Xiaoshuang NIU ; Menghan WU ; Guodong LI ; Xiuman ZHOU ; Wenpeng CAO ; Wenjie ZHAI ; Aijun WU ; Xiaowen ZHOU ; Shengzhe JIN ; Guanyu CHEN ; Yanying LI ; Jiangfeng DU ; Yahong WU ; Lu QIU ; Wenshan ZHAO ; Yanfeng GAO
Acta Pharmaceutica Sinica B 2023;13(11):4511-4522
Developing new therapeutic agents for cancer immunotherapy is highly demanding due to the low response ratio of PD-1/PD-L1 blockade in cancer patients. Here, we discovered that the novel immune checkpoint VISTA is highly expressed on a variety of tumor-infiltrating immune cells, especially myeloid derived suppressor cells (MDSCs) and CD8+ T cells. Then, peptide C1 with binding affinity to VISTA was developed by phage displayed bio-panning technique, and its mutant peptide VS3 was obtained by molecular docking based mutation.
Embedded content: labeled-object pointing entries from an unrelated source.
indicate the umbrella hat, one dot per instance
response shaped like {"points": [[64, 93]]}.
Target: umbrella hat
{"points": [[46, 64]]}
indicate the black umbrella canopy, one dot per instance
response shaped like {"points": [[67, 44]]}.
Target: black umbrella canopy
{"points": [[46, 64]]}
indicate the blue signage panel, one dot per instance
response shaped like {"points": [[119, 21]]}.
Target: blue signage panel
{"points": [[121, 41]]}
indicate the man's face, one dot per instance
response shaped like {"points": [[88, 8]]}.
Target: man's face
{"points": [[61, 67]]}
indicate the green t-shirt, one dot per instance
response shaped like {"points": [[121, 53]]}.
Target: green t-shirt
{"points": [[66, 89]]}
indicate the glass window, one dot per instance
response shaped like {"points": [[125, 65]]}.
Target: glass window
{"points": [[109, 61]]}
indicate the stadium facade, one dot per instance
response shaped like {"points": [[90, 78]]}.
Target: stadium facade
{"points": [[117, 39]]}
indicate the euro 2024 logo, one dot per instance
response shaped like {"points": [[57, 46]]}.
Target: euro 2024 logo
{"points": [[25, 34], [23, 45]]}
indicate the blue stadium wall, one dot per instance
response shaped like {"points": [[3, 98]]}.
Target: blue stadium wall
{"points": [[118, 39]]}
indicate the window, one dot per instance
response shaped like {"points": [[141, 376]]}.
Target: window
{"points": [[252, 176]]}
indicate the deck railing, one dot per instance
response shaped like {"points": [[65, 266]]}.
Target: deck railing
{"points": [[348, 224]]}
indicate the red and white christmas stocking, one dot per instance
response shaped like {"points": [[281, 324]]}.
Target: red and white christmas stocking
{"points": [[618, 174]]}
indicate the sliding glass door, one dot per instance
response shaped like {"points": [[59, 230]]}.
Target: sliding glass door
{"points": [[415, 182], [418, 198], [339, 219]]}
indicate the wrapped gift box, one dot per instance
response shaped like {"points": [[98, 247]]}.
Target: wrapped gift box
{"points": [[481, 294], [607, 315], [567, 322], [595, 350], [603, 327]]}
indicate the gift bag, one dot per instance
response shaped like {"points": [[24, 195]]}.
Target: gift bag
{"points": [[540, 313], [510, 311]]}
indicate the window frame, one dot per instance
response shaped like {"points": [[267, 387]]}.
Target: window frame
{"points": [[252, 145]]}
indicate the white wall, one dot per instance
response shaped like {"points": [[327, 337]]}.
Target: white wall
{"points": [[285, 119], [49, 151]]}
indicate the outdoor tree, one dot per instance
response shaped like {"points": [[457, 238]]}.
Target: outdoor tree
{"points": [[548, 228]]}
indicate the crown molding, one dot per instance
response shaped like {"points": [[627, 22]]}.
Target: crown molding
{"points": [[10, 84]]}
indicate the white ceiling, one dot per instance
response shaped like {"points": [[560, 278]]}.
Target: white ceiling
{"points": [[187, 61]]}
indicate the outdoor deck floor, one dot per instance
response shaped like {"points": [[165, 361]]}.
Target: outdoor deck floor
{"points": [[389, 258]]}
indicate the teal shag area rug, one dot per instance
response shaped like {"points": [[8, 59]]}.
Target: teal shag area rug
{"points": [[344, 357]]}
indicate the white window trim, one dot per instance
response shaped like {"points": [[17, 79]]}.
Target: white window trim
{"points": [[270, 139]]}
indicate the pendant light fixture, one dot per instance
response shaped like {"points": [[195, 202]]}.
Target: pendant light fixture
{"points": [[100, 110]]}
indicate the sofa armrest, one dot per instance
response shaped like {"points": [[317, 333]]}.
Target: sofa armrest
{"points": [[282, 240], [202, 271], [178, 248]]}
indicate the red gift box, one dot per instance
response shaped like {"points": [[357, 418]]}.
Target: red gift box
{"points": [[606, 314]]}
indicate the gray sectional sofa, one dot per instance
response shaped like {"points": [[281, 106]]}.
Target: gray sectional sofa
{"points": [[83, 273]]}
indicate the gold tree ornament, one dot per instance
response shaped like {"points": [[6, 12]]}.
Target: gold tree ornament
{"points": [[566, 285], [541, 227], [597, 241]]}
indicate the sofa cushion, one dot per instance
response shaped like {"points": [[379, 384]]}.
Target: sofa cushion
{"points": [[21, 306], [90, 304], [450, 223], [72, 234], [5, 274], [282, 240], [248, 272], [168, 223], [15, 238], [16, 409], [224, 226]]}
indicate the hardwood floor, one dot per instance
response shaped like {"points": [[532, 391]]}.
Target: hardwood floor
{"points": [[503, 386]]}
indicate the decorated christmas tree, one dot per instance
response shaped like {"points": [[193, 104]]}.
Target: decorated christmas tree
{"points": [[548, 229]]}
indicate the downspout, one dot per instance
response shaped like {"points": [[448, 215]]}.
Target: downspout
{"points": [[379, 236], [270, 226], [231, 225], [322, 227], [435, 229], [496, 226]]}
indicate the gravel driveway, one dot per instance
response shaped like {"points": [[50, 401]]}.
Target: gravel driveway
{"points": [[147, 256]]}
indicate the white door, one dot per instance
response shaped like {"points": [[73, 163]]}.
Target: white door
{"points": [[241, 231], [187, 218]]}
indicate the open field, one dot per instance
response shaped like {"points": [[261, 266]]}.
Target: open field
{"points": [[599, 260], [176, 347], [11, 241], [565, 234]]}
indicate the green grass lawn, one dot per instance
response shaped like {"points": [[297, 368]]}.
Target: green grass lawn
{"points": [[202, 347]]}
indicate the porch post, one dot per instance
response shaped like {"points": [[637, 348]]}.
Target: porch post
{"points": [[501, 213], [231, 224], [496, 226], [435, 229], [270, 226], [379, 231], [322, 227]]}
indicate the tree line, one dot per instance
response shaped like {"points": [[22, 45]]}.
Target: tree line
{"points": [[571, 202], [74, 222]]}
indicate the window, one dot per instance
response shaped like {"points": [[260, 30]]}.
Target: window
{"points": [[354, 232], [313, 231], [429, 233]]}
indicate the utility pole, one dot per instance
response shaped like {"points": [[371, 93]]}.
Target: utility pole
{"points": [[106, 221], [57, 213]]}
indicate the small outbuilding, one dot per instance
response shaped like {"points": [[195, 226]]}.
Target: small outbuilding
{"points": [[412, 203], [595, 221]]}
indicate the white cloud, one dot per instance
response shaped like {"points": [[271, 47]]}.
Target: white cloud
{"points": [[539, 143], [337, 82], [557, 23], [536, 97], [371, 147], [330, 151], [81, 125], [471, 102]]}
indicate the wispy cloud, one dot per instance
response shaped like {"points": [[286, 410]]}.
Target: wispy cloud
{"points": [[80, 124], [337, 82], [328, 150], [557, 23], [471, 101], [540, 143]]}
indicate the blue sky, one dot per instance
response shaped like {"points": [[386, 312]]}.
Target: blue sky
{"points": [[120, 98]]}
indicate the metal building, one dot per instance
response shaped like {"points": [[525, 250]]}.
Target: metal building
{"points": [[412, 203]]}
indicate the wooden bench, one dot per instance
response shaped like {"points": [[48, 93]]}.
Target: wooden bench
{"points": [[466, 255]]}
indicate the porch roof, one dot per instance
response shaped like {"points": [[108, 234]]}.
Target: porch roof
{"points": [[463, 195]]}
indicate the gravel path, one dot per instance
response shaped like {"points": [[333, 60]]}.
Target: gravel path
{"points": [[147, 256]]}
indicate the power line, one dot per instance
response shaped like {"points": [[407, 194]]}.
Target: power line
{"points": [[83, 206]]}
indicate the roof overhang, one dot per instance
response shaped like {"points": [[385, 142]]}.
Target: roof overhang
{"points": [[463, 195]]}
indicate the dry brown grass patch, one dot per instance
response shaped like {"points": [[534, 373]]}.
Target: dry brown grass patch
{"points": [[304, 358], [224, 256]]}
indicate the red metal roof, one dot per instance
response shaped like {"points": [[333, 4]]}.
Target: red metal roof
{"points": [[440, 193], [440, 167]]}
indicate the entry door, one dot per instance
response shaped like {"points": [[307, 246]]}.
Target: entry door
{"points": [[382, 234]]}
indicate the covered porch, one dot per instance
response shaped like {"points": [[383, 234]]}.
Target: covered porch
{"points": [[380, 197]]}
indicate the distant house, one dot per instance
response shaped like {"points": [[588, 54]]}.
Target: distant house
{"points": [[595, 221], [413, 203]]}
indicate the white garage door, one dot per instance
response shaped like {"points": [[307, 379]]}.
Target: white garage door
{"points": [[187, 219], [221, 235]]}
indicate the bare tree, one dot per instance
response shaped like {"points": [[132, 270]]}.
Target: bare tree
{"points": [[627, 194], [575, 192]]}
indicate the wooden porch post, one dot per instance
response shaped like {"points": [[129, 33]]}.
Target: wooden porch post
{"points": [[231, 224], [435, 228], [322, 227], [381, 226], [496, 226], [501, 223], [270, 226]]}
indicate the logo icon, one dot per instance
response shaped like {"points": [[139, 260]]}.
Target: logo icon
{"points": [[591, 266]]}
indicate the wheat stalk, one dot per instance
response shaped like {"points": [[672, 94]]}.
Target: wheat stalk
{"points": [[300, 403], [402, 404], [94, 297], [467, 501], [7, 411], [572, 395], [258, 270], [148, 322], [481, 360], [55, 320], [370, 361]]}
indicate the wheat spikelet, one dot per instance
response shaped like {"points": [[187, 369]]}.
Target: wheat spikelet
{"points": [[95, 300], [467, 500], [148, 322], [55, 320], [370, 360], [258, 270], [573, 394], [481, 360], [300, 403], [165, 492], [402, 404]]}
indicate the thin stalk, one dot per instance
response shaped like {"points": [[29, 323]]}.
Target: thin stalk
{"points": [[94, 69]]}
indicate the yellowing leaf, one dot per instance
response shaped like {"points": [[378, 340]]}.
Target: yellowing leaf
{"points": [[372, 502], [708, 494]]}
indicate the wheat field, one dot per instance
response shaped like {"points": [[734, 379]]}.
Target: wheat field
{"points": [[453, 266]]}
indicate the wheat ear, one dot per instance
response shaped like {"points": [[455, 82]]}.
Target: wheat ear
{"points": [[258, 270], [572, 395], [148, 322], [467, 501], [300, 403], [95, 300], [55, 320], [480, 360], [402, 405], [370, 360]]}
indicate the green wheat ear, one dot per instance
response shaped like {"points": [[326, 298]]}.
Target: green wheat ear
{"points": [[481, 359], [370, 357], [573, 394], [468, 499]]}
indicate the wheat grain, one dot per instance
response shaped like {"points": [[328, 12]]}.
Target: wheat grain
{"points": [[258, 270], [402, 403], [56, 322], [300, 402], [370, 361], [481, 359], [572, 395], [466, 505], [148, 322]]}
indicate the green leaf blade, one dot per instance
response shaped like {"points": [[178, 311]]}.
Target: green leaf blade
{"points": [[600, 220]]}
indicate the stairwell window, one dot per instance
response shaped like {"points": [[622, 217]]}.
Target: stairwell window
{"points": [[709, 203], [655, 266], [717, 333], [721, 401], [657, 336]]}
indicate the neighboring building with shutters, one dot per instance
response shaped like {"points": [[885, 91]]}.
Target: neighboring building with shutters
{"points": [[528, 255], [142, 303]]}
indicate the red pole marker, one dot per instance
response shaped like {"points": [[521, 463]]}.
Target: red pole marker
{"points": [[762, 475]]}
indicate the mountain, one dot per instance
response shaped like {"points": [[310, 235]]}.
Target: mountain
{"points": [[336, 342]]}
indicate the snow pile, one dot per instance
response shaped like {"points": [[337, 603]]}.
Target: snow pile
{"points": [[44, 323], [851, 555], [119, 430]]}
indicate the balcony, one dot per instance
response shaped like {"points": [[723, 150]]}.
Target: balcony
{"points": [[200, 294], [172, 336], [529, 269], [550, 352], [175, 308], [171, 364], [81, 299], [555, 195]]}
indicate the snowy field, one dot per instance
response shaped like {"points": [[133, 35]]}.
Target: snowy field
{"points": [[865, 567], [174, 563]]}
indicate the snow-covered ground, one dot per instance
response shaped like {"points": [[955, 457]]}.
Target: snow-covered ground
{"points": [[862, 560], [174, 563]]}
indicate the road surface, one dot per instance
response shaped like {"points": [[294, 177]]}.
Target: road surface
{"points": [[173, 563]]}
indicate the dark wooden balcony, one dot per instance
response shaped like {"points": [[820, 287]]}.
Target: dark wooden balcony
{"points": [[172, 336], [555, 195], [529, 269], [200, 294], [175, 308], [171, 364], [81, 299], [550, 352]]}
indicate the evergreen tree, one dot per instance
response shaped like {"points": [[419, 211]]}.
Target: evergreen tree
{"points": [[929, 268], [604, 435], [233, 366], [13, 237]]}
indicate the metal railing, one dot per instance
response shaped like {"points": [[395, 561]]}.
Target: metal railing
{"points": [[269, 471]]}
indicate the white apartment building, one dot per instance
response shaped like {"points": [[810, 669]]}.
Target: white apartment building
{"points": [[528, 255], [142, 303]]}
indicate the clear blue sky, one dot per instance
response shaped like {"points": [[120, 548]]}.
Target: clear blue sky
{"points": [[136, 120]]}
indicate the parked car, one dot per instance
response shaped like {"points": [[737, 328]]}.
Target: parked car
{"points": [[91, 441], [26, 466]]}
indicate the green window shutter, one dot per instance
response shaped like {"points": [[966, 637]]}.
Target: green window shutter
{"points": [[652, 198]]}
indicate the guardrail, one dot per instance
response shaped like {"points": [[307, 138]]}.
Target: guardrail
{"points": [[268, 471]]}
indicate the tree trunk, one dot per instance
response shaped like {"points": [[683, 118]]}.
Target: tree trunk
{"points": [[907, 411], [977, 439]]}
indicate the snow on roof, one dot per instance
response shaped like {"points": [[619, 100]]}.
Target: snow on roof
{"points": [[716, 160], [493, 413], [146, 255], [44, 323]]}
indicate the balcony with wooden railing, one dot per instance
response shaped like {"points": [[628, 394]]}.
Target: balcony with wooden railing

Peptide VS3 could bind VISTA with high affinity and block its interaction with ligand PSGL-1 under acidic condition, and elicit anti-tumor activity in vivo. The peptide DVS3-Pal was further designed by d-amino acid substitution and fatty acid modification, which exhibited strong proteolytic stability and significant anti-tumor activity through enhancing CD8+ T cell function and decreasing MDSCs infiltration. This is the first study to develop peptides to block VISTA/PSGL-1 interaction, which could act as promising candidates for cancer immunotherapy.